Professional photographers have an eye for creating stunning imagery that directs the viewer to see what is intended to be seen.
For this effect to take place, these skilled photographers are using a compositional tool known as leading lines.
Using leading lines is an incredibly effective way to create a focal point in your images and draw attention to an area of an image. Learning how to use leading lines in your photography will teach you how to use better composition in your images.
What are leading lines ?
When looking at an image you are able to see lines that are created by the elements in the image. Some lines may be clear and visible, but some might be vague and not easily spotted.
These lines appear in a photograph that have been framed and positioned by the photographer to draw the viewer’s eye towards a specific point of interest.
Types Of Leading Lines Photography
For you to use leading lines effectively, knowing that there different types of leading lines you can use will let you spot these lines more clearly.
These categories are:
Horizontal leading lines are often found in nature and wide spaces.
The horizon is one of the most used leading lines, because it is so visible and easy to use. Natural surroundings create a broad spectrum of great leading lines that anyone can implement into their photography.
Using vertical lines will communicate authority and power. This will direct the eye up and down the image and create a magnificent feel to the image. Vertical leading lines are often found in fashion photography and street photography.
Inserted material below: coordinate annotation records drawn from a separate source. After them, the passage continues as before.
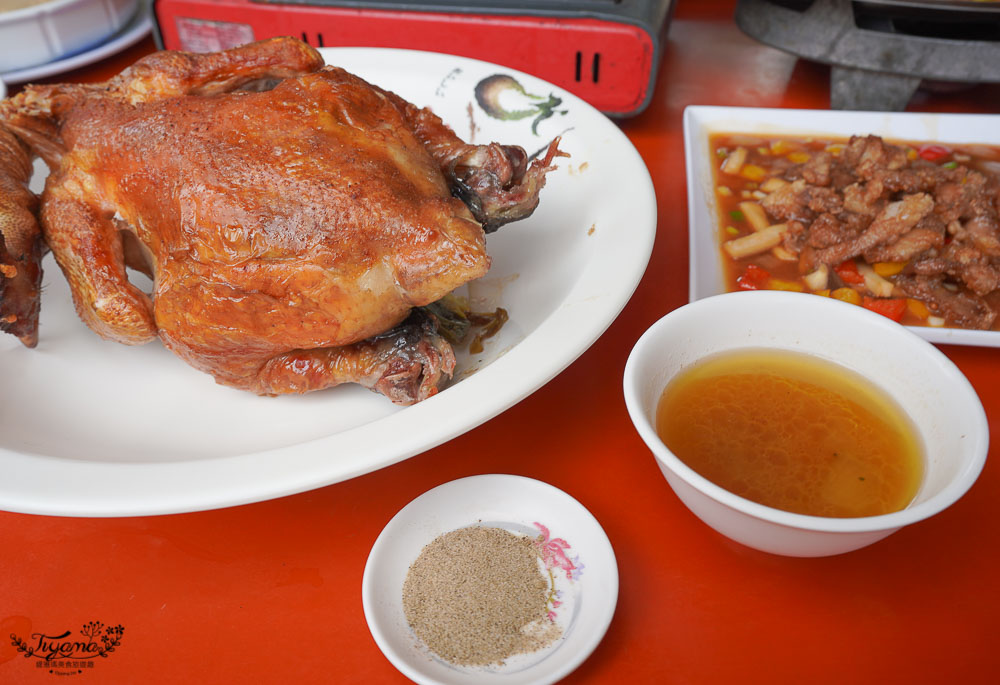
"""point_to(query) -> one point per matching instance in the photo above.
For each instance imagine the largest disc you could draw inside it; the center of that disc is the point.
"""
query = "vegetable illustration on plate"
(492, 89)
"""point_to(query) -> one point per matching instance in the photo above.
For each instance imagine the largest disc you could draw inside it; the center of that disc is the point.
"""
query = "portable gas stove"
(605, 51)
(881, 51)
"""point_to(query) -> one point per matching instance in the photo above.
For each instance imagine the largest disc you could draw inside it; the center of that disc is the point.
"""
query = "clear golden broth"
(792, 432)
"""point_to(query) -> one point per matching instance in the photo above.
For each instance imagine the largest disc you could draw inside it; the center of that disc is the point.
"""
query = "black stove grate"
(880, 51)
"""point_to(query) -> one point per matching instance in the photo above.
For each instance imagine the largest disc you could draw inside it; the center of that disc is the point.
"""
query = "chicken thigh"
(291, 216)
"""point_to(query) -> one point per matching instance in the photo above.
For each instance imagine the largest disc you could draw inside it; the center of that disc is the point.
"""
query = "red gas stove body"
(604, 51)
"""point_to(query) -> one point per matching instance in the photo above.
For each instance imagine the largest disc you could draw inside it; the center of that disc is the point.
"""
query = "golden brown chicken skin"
(289, 231)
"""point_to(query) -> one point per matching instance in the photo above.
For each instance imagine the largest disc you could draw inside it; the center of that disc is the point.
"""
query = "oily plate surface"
(93, 428)
(706, 275)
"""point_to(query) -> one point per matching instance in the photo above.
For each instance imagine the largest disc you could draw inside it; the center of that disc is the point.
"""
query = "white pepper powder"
(475, 596)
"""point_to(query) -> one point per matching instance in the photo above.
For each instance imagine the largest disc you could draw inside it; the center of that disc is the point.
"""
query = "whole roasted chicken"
(292, 217)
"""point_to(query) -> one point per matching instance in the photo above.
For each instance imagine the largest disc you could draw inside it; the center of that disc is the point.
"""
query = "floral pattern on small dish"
(553, 553)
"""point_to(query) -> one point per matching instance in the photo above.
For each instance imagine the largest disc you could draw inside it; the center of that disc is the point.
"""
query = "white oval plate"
(588, 591)
(94, 428)
(137, 28)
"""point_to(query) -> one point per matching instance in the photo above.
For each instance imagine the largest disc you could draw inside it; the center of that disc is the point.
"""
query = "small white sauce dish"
(943, 406)
(576, 553)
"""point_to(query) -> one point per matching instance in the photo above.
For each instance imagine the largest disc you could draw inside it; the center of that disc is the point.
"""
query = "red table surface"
(271, 592)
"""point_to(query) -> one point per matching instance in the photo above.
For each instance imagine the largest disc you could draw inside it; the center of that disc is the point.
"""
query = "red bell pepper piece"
(848, 272)
(892, 307)
(753, 278)
(933, 153)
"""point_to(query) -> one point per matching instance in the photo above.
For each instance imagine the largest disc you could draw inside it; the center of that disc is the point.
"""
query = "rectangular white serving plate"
(706, 274)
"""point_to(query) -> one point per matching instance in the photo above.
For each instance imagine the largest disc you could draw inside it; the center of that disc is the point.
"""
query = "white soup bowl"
(942, 405)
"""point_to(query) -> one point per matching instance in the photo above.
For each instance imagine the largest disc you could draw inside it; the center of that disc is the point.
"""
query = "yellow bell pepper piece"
(849, 295)
(781, 284)
(753, 172)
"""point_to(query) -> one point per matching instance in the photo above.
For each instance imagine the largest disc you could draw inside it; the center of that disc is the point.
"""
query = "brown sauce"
(792, 432)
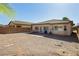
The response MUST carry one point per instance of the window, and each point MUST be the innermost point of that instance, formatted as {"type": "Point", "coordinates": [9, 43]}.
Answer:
{"type": "Point", "coordinates": [65, 28]}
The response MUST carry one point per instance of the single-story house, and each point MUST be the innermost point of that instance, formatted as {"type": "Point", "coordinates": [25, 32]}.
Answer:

Use diagonal lines to create a sense of movement and change. Diagonal lines are often placed to start from the foreground to background, and this creates distance between the two focal points. Adding large depth of field you can experiment with diagonal lines to increase the sense of depth in your image.
If there are converging lines present in your frame, it’s best practice to situate the subject of the image at the axis of these leading lines.
When using converging lines you can effectively draw the eye to the focal point of the convergence. This creates a strong compositional element and communicates a powerful image.
How to use leading lines: the basics
When adding leading line in your images, you should know these two steps:
- Look for leading lines starting from the obvious ones (instantly seen by the eye)
- Add them one by one to your images
Do not feel hesitant in using multiple leading lines in your images, this creates interesting compositions and will result in train your eye to see them more clearly.
How to find leading lines
Almost anything you see can be used as a leading line. When starting out, looking out for the obvious ones in the best way to start. Buildings, roads and natural leading lines like trees and hills work well.
By looking out for these lines you will start finding them more easier; and positioning yourself in various places in relation to the lines, you can create different moods and emphasize several elements at once.
Roads are one of the most obvious leading lines you’ll see, and that’s why many start out by photographing them. You can clearly see how the road directs your eye in the middle of the image and instantly – this way you as a photographer decide where the viewer will be drawn in first few seconds.
Photographing in cityscapes creates multiple possibilities in implementing leading lines. Roads and buildings work as clear directional lines to let you create powerful imagery. Huge part of the leading lines found in the cities are vertical, giving the photographer a chance to portray powerful pictures.
Staircases can be found in many places and they are usually shaped as a continuous swirl instead of just one line. Because of the nature of the swirl being built inside a building, they are perfect for photographers to train their eyes without any additional distractions from the surrounding. As you can see from the image above, the surrounding space around the staircase is left empty and feels pleasant for the viewer.
4. Rocky grounds
The leading lines found in the nature are more soft and less hard, they might instead be merged into a beautiful body of soft lines. Rocks and hills are great visual elements to be used in creating these lines, and especially if you go closer and fill the whole frame with the landscape.
5. Looking up
In both natural environments but also in cityscapes, many of the elements are large and standing close beside them results in the photographer feeling quite small and meaningless. This is why they are mostly used to build powerful images and communicate force and strength. Next time you see an image of a powerful politician; look at how they are being photographed.
6. Trains and tunnels
Horizons are not the only horizontal lines out there; positioning yourself on the side of the road, railway or such you can find interesting lines as well. Instead of creating a line that is cutting through the middle of the image you can create a converging line – from the foreground to background – as can be seen here.
7. Go closer
When photographing in nature and natural surroundings, the photographer has the option to use these smaller elements and go closer enough and thus multiple leading lines can be created simultaneously. The lines themselves can also be straight or rounded, depending on the environment you place yourself in.
Start out with the most visible lines and only implement one at a time. After you’ve gotten the hang of it, start adding more lines to add more depth and intriguing elements into one image. Using leading lines will instantly develop your eye for detail and bring more diverse composition in your imagery.